C sequence-point analysis

Hi all,

I'm trying to write a tool for detecting undefined behavior in C
regarding sequence points and side effects.

I'm not sure whether it should be a Clang plugin or LLVM run or
something completely different (I'm really new to both Clang and LLVM)
and that's what I need advice with.

For my work, I need to use both AST and alias analysis

Clang plugin:
  +relatively easy to use
  +access to AST with all the needed info EXCEPT alias analysis (right?)
  -no alias analysis, I'd need to write one myself

LLVM run:
  +built-in alias analysis (I'd like to use it, writing my own alias
analysis is not really what my work is all about)
  -I do NOT have access to AST
  -I don't know it at all (but I'm ready to learn it if it shows up to be
the best option)

The big PROBLEM is: a behavior that is undefined in C (and which Clang
has access to) might be (and in my case WILL be) well defined in LLVM
(for example, i=i++; is undefined in C but in LLVM code it will be
already well defined and the result will depend on Clang behavior).

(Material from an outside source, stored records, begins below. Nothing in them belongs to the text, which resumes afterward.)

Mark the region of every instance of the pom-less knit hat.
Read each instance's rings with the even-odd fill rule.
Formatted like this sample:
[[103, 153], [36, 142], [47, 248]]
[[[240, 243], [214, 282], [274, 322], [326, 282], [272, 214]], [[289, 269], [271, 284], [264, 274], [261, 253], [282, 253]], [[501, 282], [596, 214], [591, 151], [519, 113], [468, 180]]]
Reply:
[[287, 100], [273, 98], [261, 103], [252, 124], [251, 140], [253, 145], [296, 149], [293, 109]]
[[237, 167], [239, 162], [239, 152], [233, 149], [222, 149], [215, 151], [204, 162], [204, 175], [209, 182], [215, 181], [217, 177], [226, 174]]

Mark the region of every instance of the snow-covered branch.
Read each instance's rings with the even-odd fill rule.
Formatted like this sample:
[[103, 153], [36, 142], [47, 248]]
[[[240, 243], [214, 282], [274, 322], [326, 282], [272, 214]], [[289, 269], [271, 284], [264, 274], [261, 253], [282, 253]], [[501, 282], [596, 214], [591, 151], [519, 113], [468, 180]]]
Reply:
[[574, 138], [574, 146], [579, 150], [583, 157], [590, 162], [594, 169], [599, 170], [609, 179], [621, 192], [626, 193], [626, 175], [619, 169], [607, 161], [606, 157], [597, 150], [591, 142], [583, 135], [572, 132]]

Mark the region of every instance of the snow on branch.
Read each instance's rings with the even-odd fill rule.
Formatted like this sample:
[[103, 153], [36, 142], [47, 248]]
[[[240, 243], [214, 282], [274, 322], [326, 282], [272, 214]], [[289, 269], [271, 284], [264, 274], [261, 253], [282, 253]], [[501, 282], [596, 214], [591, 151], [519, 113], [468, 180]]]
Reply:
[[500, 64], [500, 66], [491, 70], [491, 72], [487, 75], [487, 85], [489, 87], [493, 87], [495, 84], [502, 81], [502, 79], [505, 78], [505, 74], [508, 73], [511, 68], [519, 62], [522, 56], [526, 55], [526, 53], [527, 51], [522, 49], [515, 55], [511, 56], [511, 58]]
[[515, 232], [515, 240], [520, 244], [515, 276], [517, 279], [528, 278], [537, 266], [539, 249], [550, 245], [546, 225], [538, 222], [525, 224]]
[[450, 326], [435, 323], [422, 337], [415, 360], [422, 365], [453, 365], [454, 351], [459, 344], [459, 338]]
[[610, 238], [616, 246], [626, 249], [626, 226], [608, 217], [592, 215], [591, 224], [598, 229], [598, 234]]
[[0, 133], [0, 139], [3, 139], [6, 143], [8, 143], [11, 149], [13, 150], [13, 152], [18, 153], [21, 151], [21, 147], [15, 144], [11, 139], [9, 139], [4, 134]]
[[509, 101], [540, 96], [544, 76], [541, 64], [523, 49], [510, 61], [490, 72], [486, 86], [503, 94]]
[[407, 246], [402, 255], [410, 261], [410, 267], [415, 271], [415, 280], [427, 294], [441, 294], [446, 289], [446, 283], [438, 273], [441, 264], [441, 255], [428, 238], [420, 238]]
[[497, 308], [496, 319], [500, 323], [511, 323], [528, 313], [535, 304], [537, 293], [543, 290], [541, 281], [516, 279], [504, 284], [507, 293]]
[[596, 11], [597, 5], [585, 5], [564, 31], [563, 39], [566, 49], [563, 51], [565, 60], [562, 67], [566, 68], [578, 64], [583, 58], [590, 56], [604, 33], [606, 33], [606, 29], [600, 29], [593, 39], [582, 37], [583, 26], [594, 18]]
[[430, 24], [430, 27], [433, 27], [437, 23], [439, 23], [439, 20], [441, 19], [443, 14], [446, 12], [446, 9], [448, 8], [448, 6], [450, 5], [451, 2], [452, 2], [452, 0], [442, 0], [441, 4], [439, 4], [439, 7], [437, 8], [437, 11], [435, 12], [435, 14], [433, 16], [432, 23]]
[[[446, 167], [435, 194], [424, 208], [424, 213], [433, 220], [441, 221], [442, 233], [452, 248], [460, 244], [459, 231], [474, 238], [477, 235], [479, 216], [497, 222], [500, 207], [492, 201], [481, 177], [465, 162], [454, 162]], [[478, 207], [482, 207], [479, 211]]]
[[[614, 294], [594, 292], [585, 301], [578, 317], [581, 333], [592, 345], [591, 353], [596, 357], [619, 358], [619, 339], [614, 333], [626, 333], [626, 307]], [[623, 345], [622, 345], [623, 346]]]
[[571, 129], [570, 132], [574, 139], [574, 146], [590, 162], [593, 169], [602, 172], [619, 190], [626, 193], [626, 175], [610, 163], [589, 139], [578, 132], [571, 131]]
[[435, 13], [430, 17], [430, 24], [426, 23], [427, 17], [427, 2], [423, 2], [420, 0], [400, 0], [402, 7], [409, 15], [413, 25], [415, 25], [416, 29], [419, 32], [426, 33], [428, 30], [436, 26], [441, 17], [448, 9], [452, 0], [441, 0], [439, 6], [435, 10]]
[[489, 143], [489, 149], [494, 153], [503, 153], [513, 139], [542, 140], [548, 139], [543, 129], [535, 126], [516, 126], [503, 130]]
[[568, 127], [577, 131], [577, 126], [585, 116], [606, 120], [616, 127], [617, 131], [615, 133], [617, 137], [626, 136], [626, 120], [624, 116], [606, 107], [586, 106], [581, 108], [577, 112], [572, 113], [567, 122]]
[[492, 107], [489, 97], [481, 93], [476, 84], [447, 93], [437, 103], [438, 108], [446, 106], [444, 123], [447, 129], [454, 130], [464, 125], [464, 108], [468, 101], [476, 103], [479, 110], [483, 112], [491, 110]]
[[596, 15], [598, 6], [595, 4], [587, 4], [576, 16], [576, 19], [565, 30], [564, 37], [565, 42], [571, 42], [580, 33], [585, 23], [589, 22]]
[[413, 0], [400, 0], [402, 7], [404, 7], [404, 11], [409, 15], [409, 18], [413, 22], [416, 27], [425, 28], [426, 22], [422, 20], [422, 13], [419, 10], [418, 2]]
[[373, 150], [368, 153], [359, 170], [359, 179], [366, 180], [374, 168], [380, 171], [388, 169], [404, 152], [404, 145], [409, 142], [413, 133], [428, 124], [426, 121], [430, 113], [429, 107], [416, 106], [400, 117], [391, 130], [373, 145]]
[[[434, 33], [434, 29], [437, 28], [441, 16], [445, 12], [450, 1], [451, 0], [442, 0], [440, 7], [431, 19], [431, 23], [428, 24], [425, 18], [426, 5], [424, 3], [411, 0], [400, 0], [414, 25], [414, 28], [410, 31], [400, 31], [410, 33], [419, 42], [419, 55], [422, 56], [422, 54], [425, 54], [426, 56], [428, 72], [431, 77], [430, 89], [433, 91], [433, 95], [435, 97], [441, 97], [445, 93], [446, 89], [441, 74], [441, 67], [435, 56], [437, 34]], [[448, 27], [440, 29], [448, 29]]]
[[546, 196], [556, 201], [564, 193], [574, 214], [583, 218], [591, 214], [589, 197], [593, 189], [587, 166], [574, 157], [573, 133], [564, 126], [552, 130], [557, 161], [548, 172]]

So I thought I could use both, in Clang create a list of rules, for
example "On line L, there is an undefined behavior if X aliases with Y"
and then SOMEHOW dig this info from LLVM run.

Is this a good idea? Is there a way (other than output to file from
Clang and then read it in LLVM) to give this set of rules to LLVM? I'd
also be glad for any other idea, not necessarily including LLVM and
Clang, to solve this problem.

Thanks in advance!

You might want to look into the implementation of Clang’s UBSan feature (-fsanitize=undefined). Like the other sanitizers (address, memory, and thread) UBSan works by adding extra checks into the LLVM IR from the Clang frontend. LLVM compiles those checks as it would any other IR and they are used to verify that the behavior is correct.

The simplest example of this might be bounds checking of a static array (and this is one of the things UBSan can check for) or overflow of a signed integer. The frontend simply adds the checks a programmer might write if they were coding defensively against such a circumstance. Then LLVM just compiles the code as normal and when you execute the program, if you trigger the check to fail, an error message is printed.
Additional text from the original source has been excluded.